Biochim Biophys Acta 2016 07 6;1862(7):1255-66. Epub 2016 Apr 6.
Departament de Biologia Cel·lular, Immunologia i Neurociències, Facultat de Medicina, Universitat de Barcelona, Barcelona, Spain; Institut d'Investigacions Biomèdiques August Pi i Sunyer (IDIBAPS), Barcelona, Spain; Centro de Investigación Biomédica en Red sobre Enfermedades Neurodegenerativas (CIBERNED), Spain; TargetsLab, Departament de Ciències Mèdiques, Facultat de Medicina, Universitat de Girona, Girona, Spain. Electronic address:
Huntington's disease (HD) is characterized by motor dysfunction due to the expression of mutant huntingtin that promotes degeneration of striatal GABAergic medium-sized spiny neurons. Here we explore the role of the 90-kDa ribosomal S6 kinase (Rsk) in the physiopathology of HD. First, we show a reduction of Rsk1 and 2 protein levels in the striatum of two HD mouse models, R6/1 and Hdh(Q7/Q111) knock-in mice, at ages when they suffer from motor disturbances. Interestingly, the analysis of post-mortem samples from HD patients revealed a significant reduction of both Rsk forms in the putamen and caudate, but not in the cortex. Rsk1 and 2 levels were also reduced in the striatum of BDNF heterozygous mice, and upon BDNF neutralization in striatal cultures, suggesting that striatal loss of BDNF could be involved in the decrease of Rsk levels.

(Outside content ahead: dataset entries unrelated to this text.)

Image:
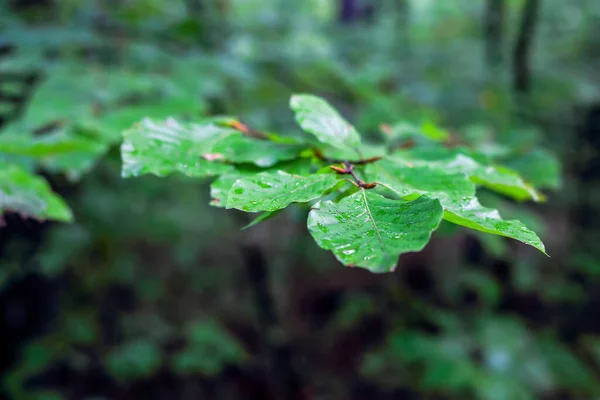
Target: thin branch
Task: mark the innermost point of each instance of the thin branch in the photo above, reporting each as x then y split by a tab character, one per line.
522	50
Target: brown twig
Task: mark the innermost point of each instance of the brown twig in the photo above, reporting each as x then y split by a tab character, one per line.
322	157
349	170
243	128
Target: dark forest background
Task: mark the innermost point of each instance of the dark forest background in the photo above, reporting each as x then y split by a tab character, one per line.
152	294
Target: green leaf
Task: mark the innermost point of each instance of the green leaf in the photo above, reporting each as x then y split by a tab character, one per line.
263	153
164	147
317	117
261	218
134	360
478	169
371	231
48	146
30	195
456	194
270	191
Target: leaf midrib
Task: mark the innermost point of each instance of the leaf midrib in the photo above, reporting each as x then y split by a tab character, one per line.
385	254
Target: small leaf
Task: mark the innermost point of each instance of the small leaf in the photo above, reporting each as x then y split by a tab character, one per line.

Finally, we injected recombinant adeno-associated-virus (AAV5)-Rsk in the striatum of R6/1 mice at the onset of motor symptoms. Four weeks later, we found higher Rsk levels in the striatum accompanied by improvements in motor coordination, enhanced expression of synaptic markers and increased expression of genes related to synaptic plasticity, such as cfos and egr1. Altogether, we identified Rsk as a key factor in striatal alterations associated with motor deficits in HD.